Potential of irradiated high density polyethylene/ethylene propylene rubber-carbon nanotube nanocomposite as shoe sole

摘要

The material selection for shoe soles is important as it determines the long-term performance of sports shoes, especially the performances of athletes' shoes with respect to comfort during walking, running and jumping. An effective approach is developed to establish a strong interface between the carbon nanotube and high-density polyethylene/ethylene propylene rubber matrix by introducing electron beam radiation to the nanocomposite as a crosslinking technique. This study focuses on the carbon nanotube variation in the polymer matrix of high-density polyethylene and ethylene propylene rubber. The mechanical properties of high-density polyethylene/ethylene propylene rubber-carbon nanotube nanocomposites with different carbon nanotube contents were investigated at 0.5, 1, 3 and 5wt% of carbon nanotube content. The combinations of nanofillers and polymer matrix stimulate the performance of sports shoes soles since each of them exhibits superior properties. The aim of this article is to find the optimum carbon nanotube content over the mechanical properties of electron beam-irradiated high-density polyethylene/ethylene propylene rubber nanocomposite for shoe soles. These irradiated nanocomposites are melt blended before compression moulding of the specimens. The specimens were then irradiated under electron beams at 100kGy. The irradiated nanocomposites were tested for their tensile, impact, hardness and wear properties.
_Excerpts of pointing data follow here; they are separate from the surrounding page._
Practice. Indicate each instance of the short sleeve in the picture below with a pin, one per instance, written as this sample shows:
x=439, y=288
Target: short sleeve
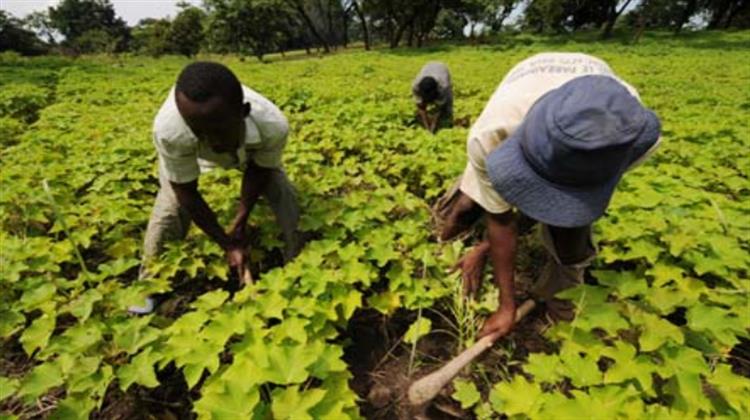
x=178, y=159
x=475, y=181
x=272, y=128
x=271, y=150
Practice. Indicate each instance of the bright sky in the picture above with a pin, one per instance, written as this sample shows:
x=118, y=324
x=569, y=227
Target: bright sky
x=130, y=10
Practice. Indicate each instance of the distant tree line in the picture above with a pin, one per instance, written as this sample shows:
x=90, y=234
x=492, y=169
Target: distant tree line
x=260, y=27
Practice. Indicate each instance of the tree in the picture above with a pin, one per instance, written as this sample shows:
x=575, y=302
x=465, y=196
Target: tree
x=40, y=23
x=74, y=18
x=152, y=37
x=186, y=31
x=355, y=5
x=246, y=26
x=14, y=37
x=614, y=10
x=724, y=12
x=299, y=7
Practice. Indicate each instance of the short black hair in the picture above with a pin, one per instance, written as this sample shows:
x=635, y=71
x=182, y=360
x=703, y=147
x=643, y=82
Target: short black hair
x=428, y=89
x=203, y=80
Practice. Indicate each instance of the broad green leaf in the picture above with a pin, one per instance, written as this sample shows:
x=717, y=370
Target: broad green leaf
x=734, y=388
x=37, y=335
x=385, y=303
x=8, y=387
x=629, y=366
x=292, y=328
x=42, y=293
x=41, y=379
x=287, y=364
x=227, y=404
x=293, y=404
x=544, y=367
x=10, y=322
x=81, y=307
x=140, y=370
x=720, y=323
x=329, y=362
x=516, y=397
x=655, y=332
x=465, y=393
x=210, y=300
x=418, y=328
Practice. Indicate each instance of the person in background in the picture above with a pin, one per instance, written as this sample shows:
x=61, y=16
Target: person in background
x=550, y=146
x=209, y=120
x=432, y=88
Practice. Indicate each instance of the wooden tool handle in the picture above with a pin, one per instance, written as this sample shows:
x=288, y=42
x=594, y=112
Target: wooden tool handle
x=247, y=276
x=425, y=389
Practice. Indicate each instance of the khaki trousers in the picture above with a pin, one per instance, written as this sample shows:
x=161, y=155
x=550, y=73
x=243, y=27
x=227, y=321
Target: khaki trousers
x=169, y=222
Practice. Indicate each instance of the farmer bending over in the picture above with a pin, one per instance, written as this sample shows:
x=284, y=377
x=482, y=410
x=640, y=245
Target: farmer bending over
x=551, y=144
x=209, y=119
x=433, y=87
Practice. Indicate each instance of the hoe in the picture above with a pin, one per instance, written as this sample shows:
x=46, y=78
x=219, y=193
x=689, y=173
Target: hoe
x=425, y=389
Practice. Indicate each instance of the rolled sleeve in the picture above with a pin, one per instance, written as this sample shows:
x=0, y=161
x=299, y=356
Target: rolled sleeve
x=270, y=155
x=476, y=183
x=274, y=137
x=178, y=161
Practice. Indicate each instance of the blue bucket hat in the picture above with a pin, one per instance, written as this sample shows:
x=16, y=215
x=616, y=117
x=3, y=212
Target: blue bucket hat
x=561, y=166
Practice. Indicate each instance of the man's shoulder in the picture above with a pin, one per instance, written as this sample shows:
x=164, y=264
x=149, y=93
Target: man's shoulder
x=169, y=126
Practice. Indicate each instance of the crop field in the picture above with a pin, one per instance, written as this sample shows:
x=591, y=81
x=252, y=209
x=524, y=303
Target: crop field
x=662, y=325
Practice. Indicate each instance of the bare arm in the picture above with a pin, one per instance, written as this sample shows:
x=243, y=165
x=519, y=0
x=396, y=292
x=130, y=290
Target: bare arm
x=192, y=201
x=435, y=120
x=254, y=181
x=423, y=117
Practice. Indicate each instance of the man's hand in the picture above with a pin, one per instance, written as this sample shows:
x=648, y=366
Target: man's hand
x=236, y=258
x=471, y=266
x=500, y=322
x=463, y=214
x=238, y=229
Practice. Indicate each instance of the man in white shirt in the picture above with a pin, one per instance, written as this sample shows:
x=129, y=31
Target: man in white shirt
x=552, y=143
x=209, y=120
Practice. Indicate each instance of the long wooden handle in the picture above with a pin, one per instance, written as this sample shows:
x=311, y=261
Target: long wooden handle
x=425, y=389
x=247, y=276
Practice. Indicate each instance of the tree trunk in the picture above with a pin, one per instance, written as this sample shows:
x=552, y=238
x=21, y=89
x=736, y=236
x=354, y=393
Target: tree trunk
x=612, y=18
x=361, y=16
x=719, y=14
x=345, y=25
x=687, y=13
x=734, y=11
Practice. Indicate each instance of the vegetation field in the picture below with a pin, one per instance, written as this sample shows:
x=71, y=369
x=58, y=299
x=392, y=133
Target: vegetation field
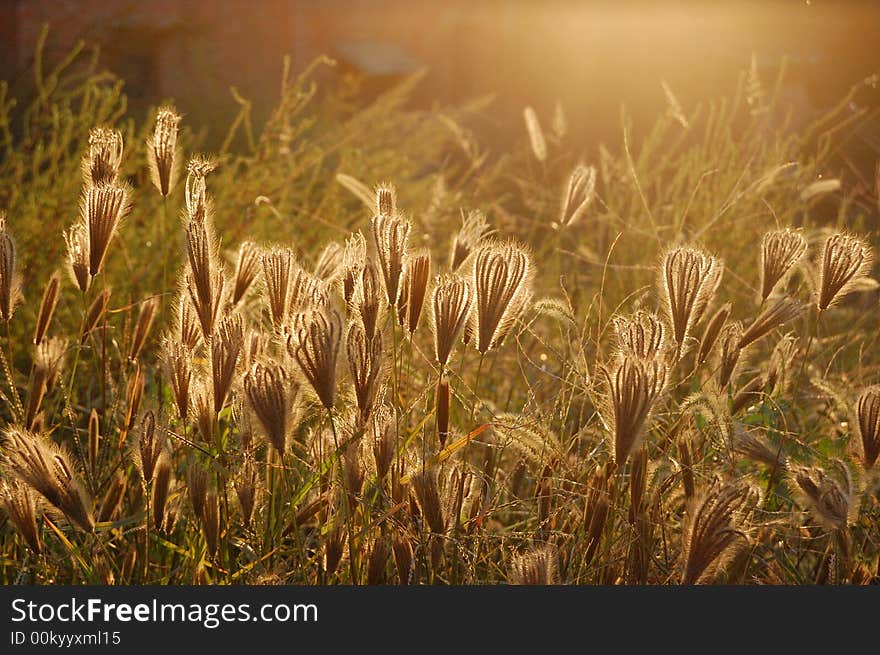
x=354, y=344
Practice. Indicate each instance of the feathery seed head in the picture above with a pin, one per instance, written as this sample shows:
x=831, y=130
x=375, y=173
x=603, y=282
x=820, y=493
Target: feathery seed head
x=367, y=298
x=103, y=207
x=578, y=196
x=47, y=469
x=828, y=498
x=451, y=304
x=273, y=397
x=780, y=251
x=143, y=326
x=226, y=349
x=770, y=318
x=47, y=308
x=315, y=348
x=426, y=486
x=391, y=234
x=101, y=165
x=689, y=280
x=163, y=154
x=845, y=259
x=539, y=566
x=712, y=331
x=329, y=265
x=278, y=266
x=730, y=349
x=386, y=200
x=365, y=364
x=868, y=411
x=19, y=502
x=641, y=335
x=634, y=385
x=354, y=258
x=94, y=314
x=502, y=284
x=177, y=356
x=716, y=529
x=77, y=240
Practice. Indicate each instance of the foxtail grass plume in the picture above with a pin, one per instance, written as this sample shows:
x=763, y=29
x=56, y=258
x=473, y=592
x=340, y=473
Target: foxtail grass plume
x=205, y=281
x=386, y=200
x=77, y=240
x=178, y=358
x=642, y=335
x=536, y=134
x=278, y=265
x=163, y=155
x=354, y=257
x=689, y=280
x=451, y=304
x=716, y=530
x=367, y=298
x=578, y=195
x=226, y=349
x=47, y=308
x=391, y=234
x=868, y=412
x=473, y=230
x=316, y=349
x=712, y=332
x=103, y=208
x=634, y=385
x=502, y=284
x=365, y=365
x=101, y=164
x=729, y=347
x=770, y=318
x=149, y=447
x=247, y=267
x=143, y=327
x=272, y=397
x=780, y=251
x=828, y=498
x=414, y=287
x=539, y=566
x=19, y=502
x=48, y=470
x=845, y=260
x=10, y=285
x=197, y=171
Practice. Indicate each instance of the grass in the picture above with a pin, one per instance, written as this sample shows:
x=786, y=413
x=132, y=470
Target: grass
x=166, y=429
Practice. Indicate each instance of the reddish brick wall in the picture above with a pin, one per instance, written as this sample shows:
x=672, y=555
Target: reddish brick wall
x=590, y=55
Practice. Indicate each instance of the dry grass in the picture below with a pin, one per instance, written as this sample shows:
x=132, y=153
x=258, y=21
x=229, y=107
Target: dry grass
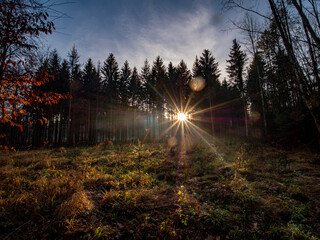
x=241, y=191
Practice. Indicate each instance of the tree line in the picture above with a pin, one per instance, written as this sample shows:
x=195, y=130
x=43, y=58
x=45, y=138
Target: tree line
x=271, y=93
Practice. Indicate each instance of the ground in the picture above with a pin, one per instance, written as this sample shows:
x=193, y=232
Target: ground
x=232, y=189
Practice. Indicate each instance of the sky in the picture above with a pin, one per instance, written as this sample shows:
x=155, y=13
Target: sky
x=136, y=30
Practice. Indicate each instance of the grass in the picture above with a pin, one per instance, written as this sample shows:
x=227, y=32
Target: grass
x=235, y=190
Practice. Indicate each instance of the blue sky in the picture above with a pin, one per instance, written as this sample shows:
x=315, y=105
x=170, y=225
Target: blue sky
x=136, y=30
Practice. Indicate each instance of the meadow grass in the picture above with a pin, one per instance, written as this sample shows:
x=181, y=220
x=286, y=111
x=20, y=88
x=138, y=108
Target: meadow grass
x=236, y=190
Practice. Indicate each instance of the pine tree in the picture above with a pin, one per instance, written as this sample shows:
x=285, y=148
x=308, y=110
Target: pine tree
x=91, y=89
x=146, y=90
x=110, y=72
x=74, y=115
x=124, y=82
x=235, y=71
x=208, y=70
x=237, y=59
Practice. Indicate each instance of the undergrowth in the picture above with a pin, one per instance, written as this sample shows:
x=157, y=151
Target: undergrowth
x=231, y=190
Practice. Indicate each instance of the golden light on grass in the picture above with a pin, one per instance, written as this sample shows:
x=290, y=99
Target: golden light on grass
x=182, y=116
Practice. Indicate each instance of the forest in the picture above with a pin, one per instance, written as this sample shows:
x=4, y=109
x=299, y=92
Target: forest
x=92, y=151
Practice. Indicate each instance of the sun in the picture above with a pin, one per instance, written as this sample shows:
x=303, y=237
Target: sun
x=182, y=116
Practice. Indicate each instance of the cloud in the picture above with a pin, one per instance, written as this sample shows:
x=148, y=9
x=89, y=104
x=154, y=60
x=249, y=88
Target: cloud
x=173, y=36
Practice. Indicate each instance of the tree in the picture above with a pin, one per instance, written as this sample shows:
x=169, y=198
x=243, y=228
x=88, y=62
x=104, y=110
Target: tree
x=183, y=77
x=74, y=114
x=110, y=73
x=124, y=82
x=91, y=88
x=235, y=71
x=21, y=24
x=208, y=70
x=145, y=75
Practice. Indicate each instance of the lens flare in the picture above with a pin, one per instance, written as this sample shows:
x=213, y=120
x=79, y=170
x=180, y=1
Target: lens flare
x=182, y=116
x=197, y=84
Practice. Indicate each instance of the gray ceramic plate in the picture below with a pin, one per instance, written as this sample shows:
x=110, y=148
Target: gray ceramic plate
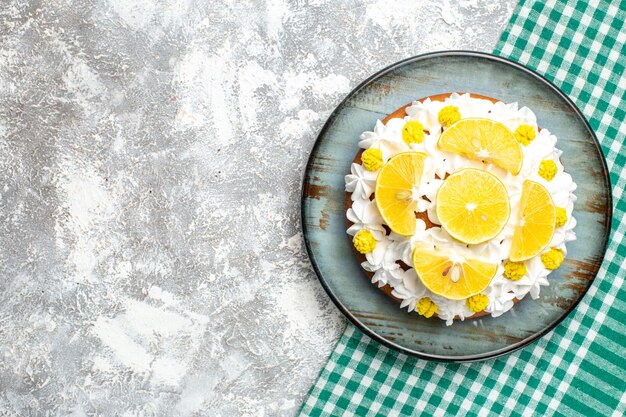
x=323, y=213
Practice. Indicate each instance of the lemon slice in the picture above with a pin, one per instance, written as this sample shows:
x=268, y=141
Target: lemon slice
x=395, y=189
x=473, y=205
x=454, y=279
x=484, y=139
x=537, y=221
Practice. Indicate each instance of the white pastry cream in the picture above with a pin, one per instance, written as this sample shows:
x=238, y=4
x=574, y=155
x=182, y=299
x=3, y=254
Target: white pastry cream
x=391, y=249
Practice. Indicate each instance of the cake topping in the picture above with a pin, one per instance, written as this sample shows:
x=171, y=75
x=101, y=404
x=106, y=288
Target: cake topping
x=536, y=222
x=525, y=134
x=552, y=259
x=561, y=217
x=372, y=159
x=485, y=140
x=364, y=241
x=477, y=302
x=449, y=115
x=473, y=205
x=426, y=307
x=450, y=276
x=514, y=270
x=398, y=191
x=547, y=169
x=413, y=132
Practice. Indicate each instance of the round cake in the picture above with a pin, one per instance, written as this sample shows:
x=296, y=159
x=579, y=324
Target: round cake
x=458, y=206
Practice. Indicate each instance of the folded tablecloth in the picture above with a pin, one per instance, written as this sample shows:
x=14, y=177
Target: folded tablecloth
x=579, y=368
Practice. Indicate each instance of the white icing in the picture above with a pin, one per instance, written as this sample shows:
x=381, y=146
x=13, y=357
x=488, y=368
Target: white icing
x=391, y=249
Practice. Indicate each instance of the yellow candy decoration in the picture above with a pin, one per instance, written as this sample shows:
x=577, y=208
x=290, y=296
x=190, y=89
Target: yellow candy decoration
x=552, y=259
x=364, y=241
x=547, y=169
x=413, y=132
x=426, y=307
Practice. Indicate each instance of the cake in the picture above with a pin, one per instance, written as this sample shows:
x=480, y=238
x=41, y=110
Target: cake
x=458, y=206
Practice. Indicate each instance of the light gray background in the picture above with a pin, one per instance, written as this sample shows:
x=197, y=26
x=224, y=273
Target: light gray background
x=151, y=154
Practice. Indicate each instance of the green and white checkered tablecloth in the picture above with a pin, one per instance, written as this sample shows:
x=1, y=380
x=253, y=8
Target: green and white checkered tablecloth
x=580, y=367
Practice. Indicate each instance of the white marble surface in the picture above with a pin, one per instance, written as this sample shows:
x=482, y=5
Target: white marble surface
x=151, y=154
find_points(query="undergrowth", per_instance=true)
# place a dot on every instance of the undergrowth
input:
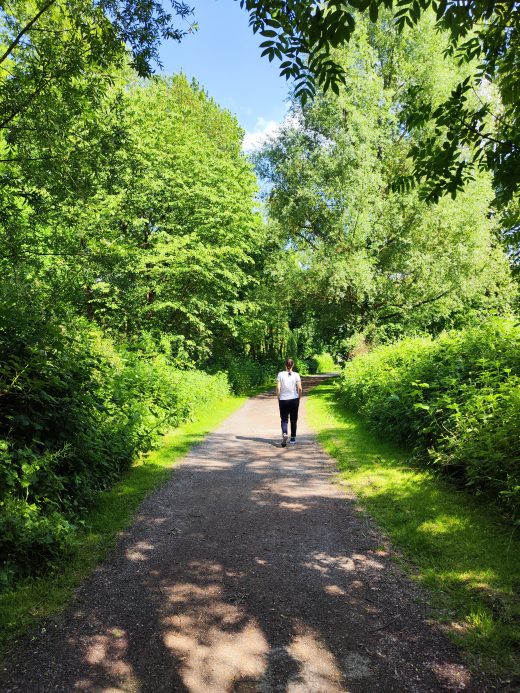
(455, 545)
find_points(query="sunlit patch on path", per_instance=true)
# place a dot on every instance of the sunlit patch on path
(250, 570)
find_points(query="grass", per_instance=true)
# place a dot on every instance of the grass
(454, 545)
(35, 599)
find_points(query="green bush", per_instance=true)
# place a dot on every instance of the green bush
(323, 363)
(74, 414)
(454, 399)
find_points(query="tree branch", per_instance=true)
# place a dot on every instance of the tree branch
(25, 29)
(414, 305)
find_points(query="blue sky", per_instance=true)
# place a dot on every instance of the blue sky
(224, 57)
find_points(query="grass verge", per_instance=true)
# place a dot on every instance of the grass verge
(458, 548)
(35, 599)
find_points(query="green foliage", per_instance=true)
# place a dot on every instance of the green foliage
(246, 373)
(75, 413)
(469, 132)
(368, 258)
(459, 548)
(323, 363)
(455, 399)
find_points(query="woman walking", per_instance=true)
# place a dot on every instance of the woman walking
(288, 391)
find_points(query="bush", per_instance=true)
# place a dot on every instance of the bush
(323, 363)
(454, 399)
(75, 412)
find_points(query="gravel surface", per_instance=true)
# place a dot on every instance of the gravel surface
(249, 571)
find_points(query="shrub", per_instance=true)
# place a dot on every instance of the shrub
(75, 412)
(454, 399)
(323, 363)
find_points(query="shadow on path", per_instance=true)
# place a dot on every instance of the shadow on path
(248, 571)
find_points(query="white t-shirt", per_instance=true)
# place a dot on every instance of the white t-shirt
(288, 384)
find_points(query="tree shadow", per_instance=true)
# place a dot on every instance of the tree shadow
(244, 575)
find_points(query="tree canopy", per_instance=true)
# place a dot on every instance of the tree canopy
(467, 134)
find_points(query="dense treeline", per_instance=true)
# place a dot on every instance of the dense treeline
(455, 400)
(373, 260)
(141, 276)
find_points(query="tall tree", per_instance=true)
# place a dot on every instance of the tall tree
(373, 256)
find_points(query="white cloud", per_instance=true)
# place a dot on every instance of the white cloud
(265, 129)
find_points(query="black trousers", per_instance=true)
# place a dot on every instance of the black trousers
(289, 408)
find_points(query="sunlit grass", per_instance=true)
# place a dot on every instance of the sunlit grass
(457, 547)
(37, 598)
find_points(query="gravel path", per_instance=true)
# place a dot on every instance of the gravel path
(249, 571)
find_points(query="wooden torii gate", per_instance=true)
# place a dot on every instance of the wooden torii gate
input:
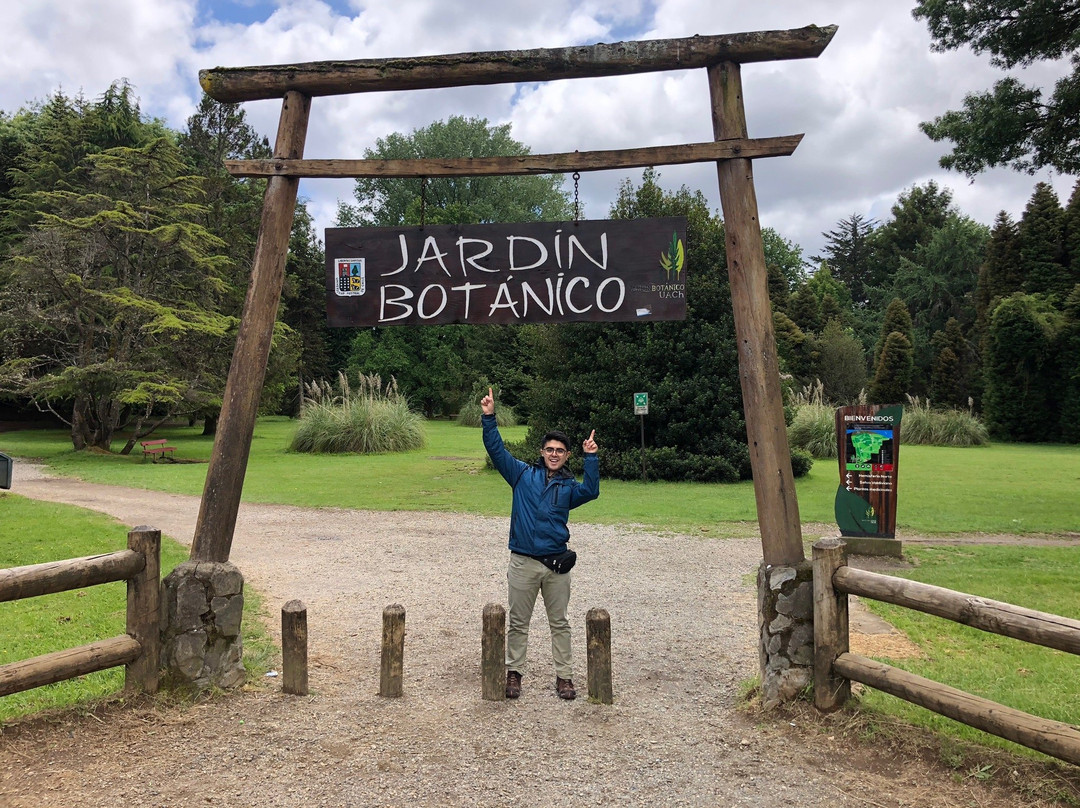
(720, 55)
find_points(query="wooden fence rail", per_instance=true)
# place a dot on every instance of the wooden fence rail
(139, 649)
(835, 668)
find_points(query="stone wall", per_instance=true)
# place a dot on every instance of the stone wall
(785, 619)
(202, 606)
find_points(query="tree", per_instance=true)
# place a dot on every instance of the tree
(849, 252)
(1021, 369)
(110, 300)
(388, 201)
(586, 373)
(1041, 240)
(1012, 124)
(892, 376)
(896, 319)
(436, 365)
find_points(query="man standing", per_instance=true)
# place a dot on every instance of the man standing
(539, 560)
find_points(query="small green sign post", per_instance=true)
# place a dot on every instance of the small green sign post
(642, 409)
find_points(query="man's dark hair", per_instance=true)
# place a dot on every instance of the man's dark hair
(556, 435)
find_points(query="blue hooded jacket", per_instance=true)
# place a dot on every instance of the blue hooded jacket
(540, 506)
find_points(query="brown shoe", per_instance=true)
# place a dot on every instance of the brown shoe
(565, 688)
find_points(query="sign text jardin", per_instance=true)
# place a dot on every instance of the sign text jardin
(532, 272)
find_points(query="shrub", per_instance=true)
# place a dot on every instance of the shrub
(374, 420)
(923, 425)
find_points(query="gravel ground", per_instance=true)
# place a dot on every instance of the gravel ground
(683, 623)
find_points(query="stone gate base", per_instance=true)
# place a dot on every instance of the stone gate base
(202, 605)
(785, 619)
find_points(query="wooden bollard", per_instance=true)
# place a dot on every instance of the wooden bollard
(598, 649)
(829, 627)
(393, 650)
(294, 648)
(494, 652)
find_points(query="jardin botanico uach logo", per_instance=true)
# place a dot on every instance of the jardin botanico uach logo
(673, 259)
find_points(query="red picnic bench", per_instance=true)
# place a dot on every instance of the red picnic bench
(156, 449)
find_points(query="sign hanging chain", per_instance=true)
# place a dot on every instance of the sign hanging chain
(577, 176)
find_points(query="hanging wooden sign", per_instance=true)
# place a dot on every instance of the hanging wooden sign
(531, 272)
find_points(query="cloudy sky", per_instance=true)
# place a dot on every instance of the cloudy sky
(859, 104)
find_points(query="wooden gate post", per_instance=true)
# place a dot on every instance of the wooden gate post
(494, 654)
(778, 510)
(598, 656)
(294, 648)
(392, 668)
(829, 627)
(225, 477)
(144, 610)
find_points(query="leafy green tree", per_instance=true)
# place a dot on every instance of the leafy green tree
(804, 308)
(794, 349)
(896, 319)
(1011, 124)
(839, 363)
(892, 376)
(588, 373)
(436, 365)
(110, 299)
(1022, 369)
(1042, 244)
(1067, 347)
(849, 252)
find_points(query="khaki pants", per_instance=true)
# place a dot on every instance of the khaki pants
(525, 578)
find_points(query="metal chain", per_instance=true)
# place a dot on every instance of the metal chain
(577, 176)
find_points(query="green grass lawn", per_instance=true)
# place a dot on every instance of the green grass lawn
(1021, 675)
(997, 488)
(32, 533)
(1001, 488)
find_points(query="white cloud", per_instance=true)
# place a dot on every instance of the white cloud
(859, 104)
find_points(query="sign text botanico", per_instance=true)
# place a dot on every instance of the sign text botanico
(867, 439)
(532, 272)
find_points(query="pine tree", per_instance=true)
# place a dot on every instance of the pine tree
(849, 252)
(896, 319)
(892, 375)
(1041, 240)
(1020, 371)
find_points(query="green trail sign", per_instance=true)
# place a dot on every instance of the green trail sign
(867, 441)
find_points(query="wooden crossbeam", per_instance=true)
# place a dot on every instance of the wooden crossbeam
(698, 152)
(234, 84)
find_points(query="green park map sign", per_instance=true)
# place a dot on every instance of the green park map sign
(867, 439)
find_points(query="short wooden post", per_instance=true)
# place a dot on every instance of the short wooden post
(494, 654)
(831, 690)
(393, 650)
(294, 648)
(598, 650)
(144, 610)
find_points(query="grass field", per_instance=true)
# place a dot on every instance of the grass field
(998, 488)
(1001, 488)
(31, 533)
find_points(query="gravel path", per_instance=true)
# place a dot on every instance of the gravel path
(684, 624)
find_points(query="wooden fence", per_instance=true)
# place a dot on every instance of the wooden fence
(835, 668)
(139, 649)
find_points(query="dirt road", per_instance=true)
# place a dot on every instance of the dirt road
(684, 635)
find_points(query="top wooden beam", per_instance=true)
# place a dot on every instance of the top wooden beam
(233, 84)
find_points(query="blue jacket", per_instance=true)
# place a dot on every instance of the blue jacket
(540, 506)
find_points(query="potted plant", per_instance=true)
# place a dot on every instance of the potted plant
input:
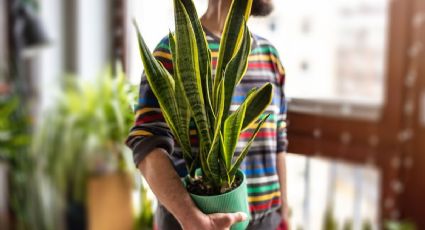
(191, 93)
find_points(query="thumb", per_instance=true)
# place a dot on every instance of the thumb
(227, 219)
(238, 217)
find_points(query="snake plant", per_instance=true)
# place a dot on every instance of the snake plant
(191, 92)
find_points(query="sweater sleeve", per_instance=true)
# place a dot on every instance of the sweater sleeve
(150, 130)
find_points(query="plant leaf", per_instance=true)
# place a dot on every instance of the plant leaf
(183, 108)
(162, 85)
(232, 130)
(232, 37)
(257, 102)
(188, 68)
(241, 156)
(214, 153)
(236, 69)
(204, 53)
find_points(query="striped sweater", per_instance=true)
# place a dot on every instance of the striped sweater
(150, 130)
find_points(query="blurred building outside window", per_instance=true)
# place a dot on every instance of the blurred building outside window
(316, 186)
(334, 52)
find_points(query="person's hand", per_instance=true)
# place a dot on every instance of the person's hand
(284, 212)
(217, 221)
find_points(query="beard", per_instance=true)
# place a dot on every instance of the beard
(261, 7)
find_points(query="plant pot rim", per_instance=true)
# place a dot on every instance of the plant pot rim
(240, 186)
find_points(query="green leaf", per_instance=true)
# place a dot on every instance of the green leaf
(257, 102)
(188, 68)
(214, 152)
(240, 158)
(236, 69)
(204, 53)
(163, 86)
(232, 130)
(232, 37)
(183, 108)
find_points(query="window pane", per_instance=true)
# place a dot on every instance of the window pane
(333, 50)
(316, 186)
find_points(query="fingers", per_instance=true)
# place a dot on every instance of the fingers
(225, 220)
(238, 217)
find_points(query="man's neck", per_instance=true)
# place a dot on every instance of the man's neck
(215, 17)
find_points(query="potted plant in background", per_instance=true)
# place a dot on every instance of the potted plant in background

The morphology of the tensile failure fracture was analysed under a field emission scanning electron microscope. The addition of carbon nanotubes improved the mechanical properties of the samples for both unirradiated and irradiated nanocomposites; however, they dropped after 3wt% of carbon nanotube content. The carbon nanotube content at 3wt% was found to be the most effective in enhancing the mechanical properties, particularly wear in irradiated nanocomposite, due to the better crosslinking and carbon nanotube dispersion.